To cope with these rising prices, health insurers limit their customers’ choice of doctor and hospitals to ever narrower networks, so that we all pay not only in the form of higher prices, but also reduced access to health care. Many of also pay by having to travel much farther to reach nearest hospital.
To make matters worse, consolidation among hospitals can help drive consolidation in other parts of the health care system. Insurers, for instance, are responding to hospital consolidation by engaging in their own frenzy of mergers and acquisitions as they try to match the increasingly concentrated market power of health-care providers. Taking market concentration in health care to the next level, hospital chains are responding in turn by forming or buying their own insurance companies, leading to the complete vertical and horizontal monopolization of health care markets.
These trends reflect in part a broader radical retreat from anti-trust enforcement that has lead to massive consolidation in almost all sectors of the American economy over the last generation. In the realm of health care, most of the damage has come about from judges making new case law. Though the Department of Justice and the Federal Trade Commission have continued to bring many textbook anti-trust cases against monopolistic health care providers, after the mid-1990s they began consistently losing in court as more and more judges came under the thrall of Chicago School antitrust theories that tend to justify monopolies generally or to define them away. Courts have often ruled, for instance, that a local hospital monopoly actually faces real competition because at least some of its patients came from distant communities where other hospitals existed.
The trend toward growing concentration among health care providers also reflects, however, the unintended consequences of policies that were supposed to reduce fraud and increase the quality of patient care. For example, over the last several decades, Congress has passed anti-kickback laws and other measures designed to prevent doctors from making money off their referrals. Yet in an era of lax anti-trust enforcement, health care providers in any community can get around these prohibitions against kickbacks simply by combining into a single enterprise.
Similarly, many provisions of the Affordable Care Act (“Obamacare”) have encouraged hospitals to merge on the theory that this will lead to economies of scale that will reduce health care inflation and allow for better integrated care. Under the ACA, for example, Medicare began moving toward a system in which it writes one check to all the different providers involved in, say, a knee replacement operation– surgeons, anesthesiologists, physical therapists, etc.– based on how well they performed as a team. This “bundled payment” approach encourages providers to be literally on the same team, i.e., working for a single enterprise.
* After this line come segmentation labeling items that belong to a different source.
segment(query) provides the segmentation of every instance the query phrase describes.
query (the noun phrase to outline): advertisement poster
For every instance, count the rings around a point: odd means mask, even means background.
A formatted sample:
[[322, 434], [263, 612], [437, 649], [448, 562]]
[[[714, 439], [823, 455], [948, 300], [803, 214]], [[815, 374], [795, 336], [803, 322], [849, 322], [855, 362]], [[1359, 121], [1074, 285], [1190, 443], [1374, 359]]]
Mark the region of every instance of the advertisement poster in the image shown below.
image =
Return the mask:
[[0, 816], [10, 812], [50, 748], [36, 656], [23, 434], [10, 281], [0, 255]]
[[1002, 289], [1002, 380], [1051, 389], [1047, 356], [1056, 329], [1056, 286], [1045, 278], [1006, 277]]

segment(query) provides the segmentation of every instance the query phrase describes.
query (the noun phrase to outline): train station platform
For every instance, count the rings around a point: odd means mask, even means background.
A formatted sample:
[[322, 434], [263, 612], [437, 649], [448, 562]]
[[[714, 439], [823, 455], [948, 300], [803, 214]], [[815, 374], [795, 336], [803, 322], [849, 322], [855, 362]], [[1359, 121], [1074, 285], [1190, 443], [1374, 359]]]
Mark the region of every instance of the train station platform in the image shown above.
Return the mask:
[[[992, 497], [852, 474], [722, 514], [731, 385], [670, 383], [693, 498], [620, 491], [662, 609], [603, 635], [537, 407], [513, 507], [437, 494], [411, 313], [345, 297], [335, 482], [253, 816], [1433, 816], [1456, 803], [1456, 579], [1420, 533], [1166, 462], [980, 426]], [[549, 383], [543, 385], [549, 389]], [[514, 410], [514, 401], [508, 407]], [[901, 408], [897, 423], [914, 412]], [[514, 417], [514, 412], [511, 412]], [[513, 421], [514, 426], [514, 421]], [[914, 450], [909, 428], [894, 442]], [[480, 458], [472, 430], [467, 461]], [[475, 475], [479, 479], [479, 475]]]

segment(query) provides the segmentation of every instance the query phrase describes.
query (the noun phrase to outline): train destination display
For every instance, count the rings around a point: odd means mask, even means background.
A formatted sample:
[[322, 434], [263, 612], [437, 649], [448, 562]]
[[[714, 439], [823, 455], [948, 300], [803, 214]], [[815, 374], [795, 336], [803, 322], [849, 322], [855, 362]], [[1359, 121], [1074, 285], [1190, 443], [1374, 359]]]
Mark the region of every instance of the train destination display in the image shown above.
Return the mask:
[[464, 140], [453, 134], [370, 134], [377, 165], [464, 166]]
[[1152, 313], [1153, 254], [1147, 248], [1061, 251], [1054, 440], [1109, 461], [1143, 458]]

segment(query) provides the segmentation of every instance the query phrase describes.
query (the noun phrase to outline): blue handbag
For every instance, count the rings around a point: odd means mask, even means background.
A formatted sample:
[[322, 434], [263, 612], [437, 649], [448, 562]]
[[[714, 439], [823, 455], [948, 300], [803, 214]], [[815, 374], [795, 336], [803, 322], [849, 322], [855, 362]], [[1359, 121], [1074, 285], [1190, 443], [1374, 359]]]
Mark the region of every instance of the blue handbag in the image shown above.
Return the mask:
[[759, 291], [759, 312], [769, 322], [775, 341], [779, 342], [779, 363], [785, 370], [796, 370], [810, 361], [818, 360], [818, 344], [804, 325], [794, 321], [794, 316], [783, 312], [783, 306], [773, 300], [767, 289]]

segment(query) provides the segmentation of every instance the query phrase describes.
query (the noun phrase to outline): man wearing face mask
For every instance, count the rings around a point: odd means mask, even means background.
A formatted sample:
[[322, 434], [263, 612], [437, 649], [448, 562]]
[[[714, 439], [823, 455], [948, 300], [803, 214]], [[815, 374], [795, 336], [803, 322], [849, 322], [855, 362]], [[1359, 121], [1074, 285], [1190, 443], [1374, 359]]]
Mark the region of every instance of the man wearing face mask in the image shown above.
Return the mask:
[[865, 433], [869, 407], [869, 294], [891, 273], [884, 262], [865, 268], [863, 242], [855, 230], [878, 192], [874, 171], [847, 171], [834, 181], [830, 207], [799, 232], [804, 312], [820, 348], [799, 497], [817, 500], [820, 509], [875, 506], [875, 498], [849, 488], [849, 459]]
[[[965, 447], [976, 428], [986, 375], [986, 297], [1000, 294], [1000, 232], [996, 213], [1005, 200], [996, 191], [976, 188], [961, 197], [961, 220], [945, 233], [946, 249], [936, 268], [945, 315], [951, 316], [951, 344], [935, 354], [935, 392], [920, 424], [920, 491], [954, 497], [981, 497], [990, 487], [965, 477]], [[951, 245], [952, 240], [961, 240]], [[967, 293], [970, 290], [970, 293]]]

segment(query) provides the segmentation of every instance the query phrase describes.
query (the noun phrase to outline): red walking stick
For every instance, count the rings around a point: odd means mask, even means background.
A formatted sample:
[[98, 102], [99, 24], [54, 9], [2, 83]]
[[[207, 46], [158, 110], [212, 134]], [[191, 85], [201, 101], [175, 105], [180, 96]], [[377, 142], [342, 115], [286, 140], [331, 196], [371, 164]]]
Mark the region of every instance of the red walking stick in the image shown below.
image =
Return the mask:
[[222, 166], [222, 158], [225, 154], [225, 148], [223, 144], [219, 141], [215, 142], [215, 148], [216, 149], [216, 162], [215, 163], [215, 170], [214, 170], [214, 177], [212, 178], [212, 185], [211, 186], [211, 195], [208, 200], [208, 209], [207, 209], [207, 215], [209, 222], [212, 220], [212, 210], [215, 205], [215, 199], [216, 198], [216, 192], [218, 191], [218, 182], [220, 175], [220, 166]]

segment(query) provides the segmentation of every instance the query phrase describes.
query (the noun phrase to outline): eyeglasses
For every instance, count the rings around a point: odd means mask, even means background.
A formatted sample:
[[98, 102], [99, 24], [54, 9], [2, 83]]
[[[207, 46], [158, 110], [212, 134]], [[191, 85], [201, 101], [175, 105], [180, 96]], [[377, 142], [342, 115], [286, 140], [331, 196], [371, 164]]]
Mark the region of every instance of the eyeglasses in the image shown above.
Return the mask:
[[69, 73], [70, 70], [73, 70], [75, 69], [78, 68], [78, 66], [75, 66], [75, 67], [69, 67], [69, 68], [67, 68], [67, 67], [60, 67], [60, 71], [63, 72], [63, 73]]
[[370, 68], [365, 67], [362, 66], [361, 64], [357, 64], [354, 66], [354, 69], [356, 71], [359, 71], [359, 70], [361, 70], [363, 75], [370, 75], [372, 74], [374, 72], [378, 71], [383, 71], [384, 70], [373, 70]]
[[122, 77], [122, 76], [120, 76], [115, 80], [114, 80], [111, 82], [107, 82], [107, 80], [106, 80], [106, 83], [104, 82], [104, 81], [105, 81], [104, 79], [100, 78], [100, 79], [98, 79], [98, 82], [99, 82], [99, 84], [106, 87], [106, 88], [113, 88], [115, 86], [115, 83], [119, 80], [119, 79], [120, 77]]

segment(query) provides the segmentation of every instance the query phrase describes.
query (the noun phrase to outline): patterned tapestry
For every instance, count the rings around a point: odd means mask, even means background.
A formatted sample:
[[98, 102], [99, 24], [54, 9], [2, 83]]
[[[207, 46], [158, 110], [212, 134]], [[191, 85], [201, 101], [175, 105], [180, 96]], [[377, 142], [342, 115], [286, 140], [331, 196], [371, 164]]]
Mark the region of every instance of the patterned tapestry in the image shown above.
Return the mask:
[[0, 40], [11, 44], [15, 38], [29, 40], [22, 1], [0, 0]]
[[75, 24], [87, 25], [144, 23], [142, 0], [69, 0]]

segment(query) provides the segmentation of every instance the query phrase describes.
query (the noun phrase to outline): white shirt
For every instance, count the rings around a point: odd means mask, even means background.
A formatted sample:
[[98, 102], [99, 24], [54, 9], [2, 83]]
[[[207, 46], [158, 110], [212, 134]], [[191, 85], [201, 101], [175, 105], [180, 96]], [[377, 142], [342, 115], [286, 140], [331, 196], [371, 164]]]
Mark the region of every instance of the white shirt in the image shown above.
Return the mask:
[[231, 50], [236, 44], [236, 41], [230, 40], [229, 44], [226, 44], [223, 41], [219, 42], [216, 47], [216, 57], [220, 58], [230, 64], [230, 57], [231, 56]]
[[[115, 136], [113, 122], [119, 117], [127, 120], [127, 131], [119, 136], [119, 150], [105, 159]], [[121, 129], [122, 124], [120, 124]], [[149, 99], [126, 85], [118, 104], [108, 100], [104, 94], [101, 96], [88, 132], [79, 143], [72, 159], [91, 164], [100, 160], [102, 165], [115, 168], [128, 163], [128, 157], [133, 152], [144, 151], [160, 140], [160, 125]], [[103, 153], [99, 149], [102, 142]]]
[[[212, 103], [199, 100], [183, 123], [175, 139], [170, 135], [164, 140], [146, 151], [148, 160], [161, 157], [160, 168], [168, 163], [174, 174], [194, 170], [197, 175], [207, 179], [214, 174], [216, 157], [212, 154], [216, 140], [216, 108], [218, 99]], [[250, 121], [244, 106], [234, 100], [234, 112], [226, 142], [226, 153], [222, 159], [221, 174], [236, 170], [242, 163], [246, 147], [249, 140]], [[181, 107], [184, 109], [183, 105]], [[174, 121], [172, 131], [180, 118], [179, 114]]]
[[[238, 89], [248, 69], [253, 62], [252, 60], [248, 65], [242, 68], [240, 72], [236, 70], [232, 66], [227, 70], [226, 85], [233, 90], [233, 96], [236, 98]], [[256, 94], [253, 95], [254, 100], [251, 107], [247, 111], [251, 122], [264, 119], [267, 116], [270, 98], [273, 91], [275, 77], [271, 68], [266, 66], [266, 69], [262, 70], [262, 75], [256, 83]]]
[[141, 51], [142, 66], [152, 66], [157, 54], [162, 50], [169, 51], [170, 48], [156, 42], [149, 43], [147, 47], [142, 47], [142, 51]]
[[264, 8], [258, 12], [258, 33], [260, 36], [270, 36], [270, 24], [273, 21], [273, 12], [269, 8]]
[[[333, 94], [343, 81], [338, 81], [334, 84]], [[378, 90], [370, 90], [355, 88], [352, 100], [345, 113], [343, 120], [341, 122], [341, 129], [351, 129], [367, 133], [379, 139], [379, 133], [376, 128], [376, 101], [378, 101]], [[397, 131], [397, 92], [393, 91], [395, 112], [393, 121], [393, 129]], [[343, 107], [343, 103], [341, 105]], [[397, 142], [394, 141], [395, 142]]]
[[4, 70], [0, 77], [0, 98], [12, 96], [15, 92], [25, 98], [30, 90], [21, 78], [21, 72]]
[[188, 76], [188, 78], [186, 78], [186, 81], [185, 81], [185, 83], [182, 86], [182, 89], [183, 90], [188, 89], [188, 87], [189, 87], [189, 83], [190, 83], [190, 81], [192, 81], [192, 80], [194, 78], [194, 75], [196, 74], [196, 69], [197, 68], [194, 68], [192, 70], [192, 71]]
Yet in the absence of coherent policies for preserving and managing competition in health care markets, the real-world results of health care consolidation, aside from many more closed hospitals, has mostly been price gouging and increasingly acute price discrimination against those who lack the market power to stand up to monopolistic providers.
Going forward, if the U.S. ever moves to a single payer system, the local monopolies that now dominate health care delivery would be able to dictate the prices that a “Medicare for all” pays them, much as sole-source Pentagon contractors are able to set their own prices. Even with so-called “socialized medicine,” we need smart anti-trust policies to insure that monopolies don’t further damage our health care system.